Elasticsearch 查询语言(Query DSL)认识(一)
一、基本认识
查询子句的行为取决于
- query context
- filter context
也就是执行的是查询(query)还是过滤(filter)
query context 描述的是:被搜索的文档和查询子句的匹配程度
filter context 描述的是: 被搜索的文档和查询子句是否匹配
一个是匹配程度问题,一个是是否匹配的问题
二、实例
- 导入数据 bank account data download
- 将数据导入到elasticsearch
curl -XPOST 'localhost:9200/bank/account/_bulk?pretty' --data-binary "@accounts.json"

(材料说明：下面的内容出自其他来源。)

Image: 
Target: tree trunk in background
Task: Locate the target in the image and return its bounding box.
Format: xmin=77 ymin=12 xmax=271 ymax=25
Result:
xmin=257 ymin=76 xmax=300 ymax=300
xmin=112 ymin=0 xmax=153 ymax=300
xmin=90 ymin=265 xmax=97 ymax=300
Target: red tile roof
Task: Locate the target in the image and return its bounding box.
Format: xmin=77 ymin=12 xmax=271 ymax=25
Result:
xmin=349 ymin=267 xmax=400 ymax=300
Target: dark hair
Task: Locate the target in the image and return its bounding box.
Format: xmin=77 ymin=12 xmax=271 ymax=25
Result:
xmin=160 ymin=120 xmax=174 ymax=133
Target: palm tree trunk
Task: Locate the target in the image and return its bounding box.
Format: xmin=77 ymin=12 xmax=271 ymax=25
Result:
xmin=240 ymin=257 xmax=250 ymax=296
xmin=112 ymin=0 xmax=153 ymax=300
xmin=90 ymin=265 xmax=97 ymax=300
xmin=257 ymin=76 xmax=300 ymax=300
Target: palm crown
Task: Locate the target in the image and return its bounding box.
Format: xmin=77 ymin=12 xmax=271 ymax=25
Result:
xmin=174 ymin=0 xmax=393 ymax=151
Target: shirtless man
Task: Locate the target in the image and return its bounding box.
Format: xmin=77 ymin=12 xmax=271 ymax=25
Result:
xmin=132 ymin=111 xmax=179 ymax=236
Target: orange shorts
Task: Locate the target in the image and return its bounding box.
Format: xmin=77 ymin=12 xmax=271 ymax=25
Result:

curl 'localhost:9200/_cat/indices?v'
这里有两个地方需要注意,1.host要改成符合自己的。2.早期版本中下载的数据可以能是'accounts.json?raw=true'
大概如下 curl -XPOST 'wbelk:9200/bank/account/_bulk?pretty' --data-binary "@accounts.json?raw=true"
- 参数认识
为了便捷操作,可以安装一个kiabna sense
$./bin/kibana plugin --install elastic/sense
$./bin/kibana
sudo -i service restart kibana(或者用这个启动kibana)
match_all 搜索,直接返回所有文档
GET /bank/_search
{
"query": {
"match_all": {}
}
}
返回大致如下:
{
"took": 1,
"timed_out": false,
"_shards": {
"total": 5,
"successful": 5,
"failed": 0
},
"hits": {
"total": 1000,
"max_score": 1,
"hits": [
{
"_index": "bank",
"_type": "account",
"_id": "25",
"_score": 1,
"_source": {
"account_number": 25,
"balance": 40540,
"firstname": "Virginia",
"lastname": "Ayala",
"age": 39,
"gender": "F",
"address": "171 Putnam Avenue",
"employer": "Filodyne",
"email": "virginiaayala@filodyne.com",
"city": "Nicholson",
"state": "PA"
}
},
参数大致解释:
- took: 执行搜索耗时,毫秒为单位,也就是本文我1ms
- time_out: 搜索是否超时
- _shards: 多少分片被搜索,成功多少,失败多少
- hits: 搜索结果展示
- hits.total: 匹配条件的文档总数
- hits.hits: 返回结果展示,默认返回十个
- hits.max_score:最大匹配得分
- hits._score: 返回文档的匹配得分(得分越高,匹配程度越高,越靠前)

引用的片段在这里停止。